I am using a table I was given of all the towns in the UK and I have realised it contains duplicates
e.g
971 Birmingham West Midlands
978 Birmingham West Midlands
993 Birmingham West Midlands
1006 Birmingham West Midlands
1047 Birmingham West Midlands
My table structure is as follows:
CREATE TABLE `towns` (
`town_id` int(11) NOT NULL,
`town` varchar(150) collate utf8_unicode_ci NOT NULL,
`county` varchar(150) collate utf8_unicode_ci NOT NULL,
PRIMARY KEY (`town_id`)
) ENGINE=MyISAM DEFAULT CHARSET=utf8 COLLATE=utf8_unicode_ci COMMENT='Towns';
I have done a search for some code to remove duplicates and found the following code but wanted to get a second opinion before using it as the site is live and I don’t want to break it:)
CREATE TABLE new_table as
SELECT * FROM old_table WHERE 1 GROUP BY [column to remove duplicates by];
DROP TABLE old_table;
RENAME TABLE new_table TO old_table;
If this is correct, then can you advise me of what to put in the square bracket?
If there is a better solution please let me know.
first, which database system is this? it looks like MySQL but i’m just double-checking because we have a MySQL forum but you chose to post in the Databases forum instead
second, does this query return anything –
SELECT MIN(town_id)
, town
, county
FROM towns
GROUP
BY town
, county
HAVING COUNT(*) > 1
just to be safe, back up your table data first, then try this –
DELETE towns
FROM ( SELECT MIN(town_id) AS min_id
, town
, county
FROM towns
GROUP
BY town
, county
HAVING COUNT(*) > 1 ) AS dupes
INNER
JOIN towns
ON towns.town = dupes.town
AND towns.county = dupes.county
WHERE towns.town_id > dupes.min_id
Thanks Rudy, back up made but get the following error:
#1104 - The SELECT would examine more than MAX_JOIN_SIZE rows; check your WHERE and use SET SQL_BIG_SELECTS=1 or SET SQL_MAX_JOIN_SIZE=# if the SELECT is okay
i don’t know why you would get that, nor how to fix it, but i can think of a couple of ways to get around it…
CREATE TABLE towns_to_delete
SELECT towns.town_id
FROM ( SELECT MIN(town_id) AS min_id
, town
, county
FROM towns
GROUP
BY town
, county
HAVING COUNT(*) > 1 ) AS dupes
INNER
JOIN towns
ON towns.town = dupes.town
AND towns.county = dupes.county
WHERE towns.town_id > dupes.min_id
if this runs, you should inspect a few ids from the towns_to_delete table, and convince yourself that those ids do need to be deleted, then run this –
DELETE FROM towns WHERE town_id IN
( SELECT town_id FROM towns_to_delete )
#1104 - The SELECT would examine more than MAX_JOIN_SIZE rows; check your WHERE and use SET SQL_BIG_SELECTS=1 or SET SQL_MAX_JOIN_SIZE=# if the SELECT is okay
CREATE TABLE towns_to_delete SELECT towns.town_id
FROM (
SELECT MIN( town_id ) AS min_id, town, county
FROM towns
GROUP
BY town, county
HAVING COUNT( * ) >1
) AS dupes
INNER
JOIN towns ON towns.town = dupes.town
AND towns.county = dupes.county
WHERE towns.town_id > dupes.min_id
I tried the following from post 8 again and it still works.
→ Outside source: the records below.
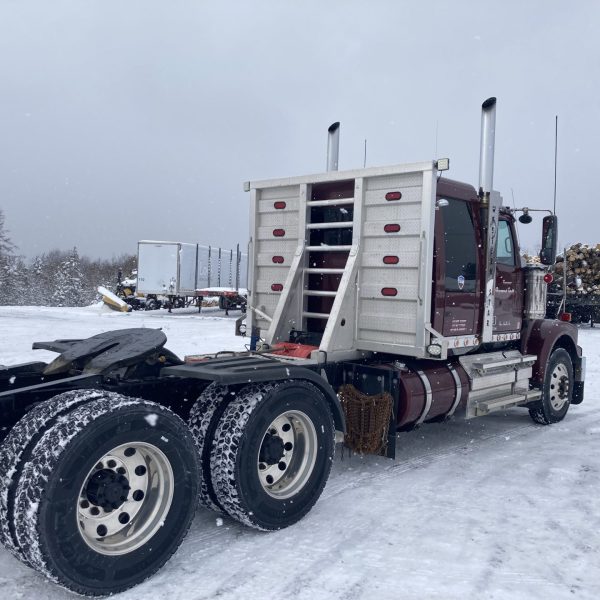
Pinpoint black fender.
[161,354,346,432]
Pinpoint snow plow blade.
[98,286,131,312]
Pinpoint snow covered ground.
[0,307,600,600]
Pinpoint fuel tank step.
[475,390,542,417]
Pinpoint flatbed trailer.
[0,98,585,595]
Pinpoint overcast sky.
[0,0,600,257]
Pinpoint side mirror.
[540,215,558,265]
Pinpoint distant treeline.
[0,209,137,306]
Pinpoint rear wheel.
[211,381,335,530]
[4,392,199,595]
[529,348,573,425]
[0,390,102,562]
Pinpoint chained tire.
[188,382,235,512]
[0,392,200,596]
[0,391,102,563]
[529,348,573,425]
[211,381,335,530]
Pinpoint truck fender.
[521,319,582,385]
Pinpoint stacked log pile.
[554,244,600,296]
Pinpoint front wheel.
[211,381,335,530]
[529,348,573,425]
[3,392,200,595]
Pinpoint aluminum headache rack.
[245,161,438,364]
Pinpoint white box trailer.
[137,240,198,296]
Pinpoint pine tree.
[52,247,83,306]
[0,208,15,305]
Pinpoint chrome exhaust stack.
[327,121,340,171]
[479,98,502,344]
[479,98,496,194]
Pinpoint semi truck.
[0,98,585,595]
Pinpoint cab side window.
[440,198,477,292]
[496,221,515,267]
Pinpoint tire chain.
[0,390,103,564]
[210,383,277,531]
[188,382,233,512]
[9,392,170,583]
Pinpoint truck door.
[433,198,479,336]
[492,217,523,333]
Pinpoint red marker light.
[385,192,402,202]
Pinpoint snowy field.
[0,307,600,600]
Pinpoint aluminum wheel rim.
[77,442,174,555]
[550,363,569,411]
[257,410,318,500]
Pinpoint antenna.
[552,115,558,214]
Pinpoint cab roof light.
[385,192,402,202]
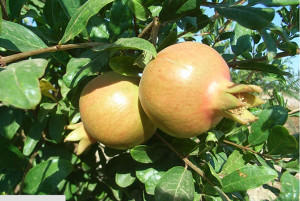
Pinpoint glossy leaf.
[40,78,57,102]
[222,165,278,193]
[136,165,159,183]
[0,168,23,195]
[277,172,299,201]
[248,0,299,7]
[63,51,108,88]
[129,0,148,21]
[267,126,298,155]
[23,159,73,195]
[109,56,142,76]
[260,29,277,62]
[219,150,247,175]
[94,37,156,57]
[23,120,47,156]
[0,106,24,140]
[0,59,47,109]
[59,0,113,44]
[108,0,133,41]
[230,24,251,56]
[115,159,136,188]
[40,145,81,164]
[130,144,169,163]
[0,20,47,52]
[5,0,27,19]
[248,106,288,145]
[58,0,81,18]
[237,61,291,76]
[159,0,201,21]
[37,103,57,122]
[145,172,164,195]
[215,6,275,30]
[0,138,27,170]
[155,166,195,201]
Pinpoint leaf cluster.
[0,0,299,201]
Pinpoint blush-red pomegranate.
[139,42,263,138]
[65,72,156,154]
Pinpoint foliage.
[0,0,299,201]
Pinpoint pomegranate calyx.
[222,84,265,124]
[64,122,96,155]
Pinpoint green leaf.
[23,159,73,195]
[267,126,298,155]
[129,0,148,21]
[248,0,299,7]
[135,164,159,183]
[145,172,164,195]
[37,103,57,122]
[159,0,201,22]
[59,0,113,44]
[23,120,47,156]
[39,144,81,164]
[48,105,68,143]
[0,106,24,140]
[215,6,275,30]
[248,105,288,145]
[94,37,156,57]
[230,24,251,56]
[63,50,108,88]
[219,150,248,175]
[0,168,23,195]
[260,29,277,62]
[0,59,48,109]
[130,144,169,163]
[222,165,278,193]
[109,56,142,76]
[108,0,133,41]
[171,138,199,155]
[5,0,27,19]
[277,172,299,201]
[155,166,195,201]
[0,137,27,170]
[0,20,47,52]
[115,159,136,188]
[236,61,291,76]
[58,0,81,18]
I guess you know it is not exactly the same query
SELECT MIN( town_id ) , town, county
FROM towns
GROUP
BY town, county
HAVING COUNT( * ) >1
LIMIT 0 , 30
After running the ALTER TABLE query, I then tried your previous CREATE TABLE towns_to_delete and it now worked.
The ids in the towns_to_delete where indeed the culprits so I ran the other query to delete them from the towns table and it is all fine now.
So I would just like to say thank you so much for all your time on this. It is really appreciated as I am trying to run before I can walk with this site.